Сафиуллин был застигнут врасплох, но имя было ему очень знакомо… Он читал о нём совсем недавно… В одной из Роминых книг…

– Александр Порфирьевич Бородин – великий химик, живший в девятнадцатом веке, – тут же отчеканил Сафиуллин, вспоминая страницу из «Великих открытий химии». – Его заслуги заключаются в том, что он первый в мире получил фторорганическое соединение, а именно, бензоилфторид, открыл альдольную конденсацию и…

– Стойте, Ерёмин! – приказала поражённая Лилия Владимировна. – Что Вы такое несёте?!

– Рассказываю Вам об Александре Порфирьевиче Бородине, – невинно улыбнувшись, сказал Сафиуллин.

– Бородин – композитор, а не химик! – прошипела учительница.

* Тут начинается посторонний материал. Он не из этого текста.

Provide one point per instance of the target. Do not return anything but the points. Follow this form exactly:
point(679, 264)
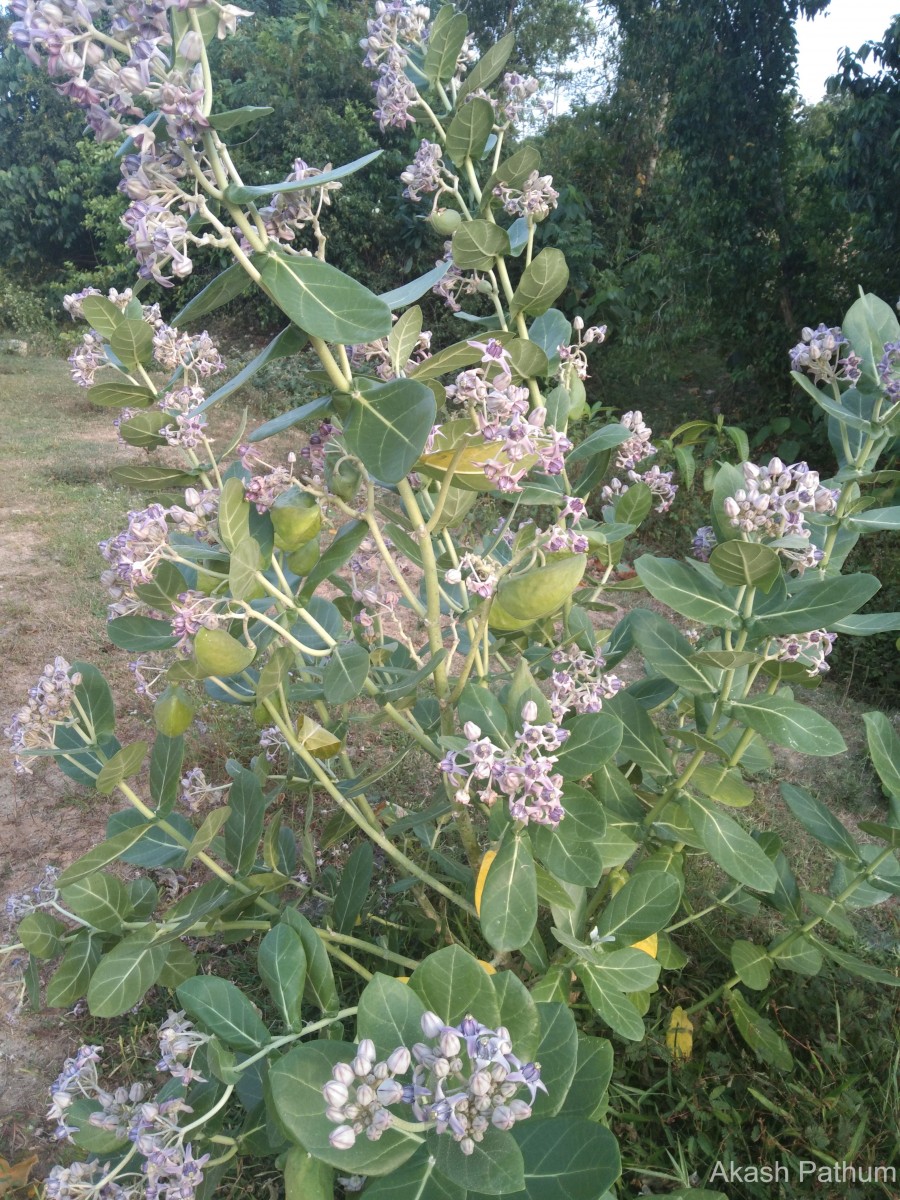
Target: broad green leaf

– Ошибаетесь, Бородин – композитор и химик.

Лилия Владимировна бешено залистала книгу, по которой читала лекцию, и, остановившись на одной странице, на которой (Сафиуллин не сомневался) была биография Бородина, стала читать про себя.

– Может быть, – холодно сказала она через минуту. – Но мы сейчас говорим не о химии, а об опере, так что прошу Вас говорить по существу! Какие оперы, написанные Бородиным, Вы знаете?

Сафиуллин изо всех сил напряг мозги.

– «Князь Игорь», «Богатыри», и… и «Млада», – ответил он.

Лилия Владимировна молчала, зло глядя на него прищуренными глазками. Сафиуллин расценил это как победу: если она рассержена, значит, он ответил правильно. Лена восторженно улыбалась, а Наташа в предвкушении бури хмурилась.

Он уже хотел было сесть, но Лилия Владимировна вдруг прошипела:

– Может быть, Бородин и открыл что-то там в химии, но сердце его принадлежало музыке! Потому что ни один химик, – она вложила в это слово столько презрения, сколько смогла, – не смог бы написать такие гениальные произведения!

– Вы считаете, что химики бесталанны? – холодно спросил Сафиуллин.

– Ну, почему же… Может быть, в своей химии они что-нибудь и понимают, но у них совершенно пустые сердца! Они могут лишь служить, как собаки! – Лилия Владимировна противно улыбнулась. – Химики нужны нам, чтобы мы, люди с душой, понимающие прекрасное, жили комфортнее и не отрывались от созерцания красоты и её воспевания, чтобы мы творили, оставляя след в истории. А вы, химики, всего лишь обслуживающий персонал, бездушные роботы, послушно исполняющие нашу волю, не способные видеть красоту, не способные любить…

Дальнейшие слова учительницы заглушил шум в ушах, руки Сафиуллина гневно затряслись. Он видел лишь одно лицо – ухмыляющуюся толстую жабью рожу.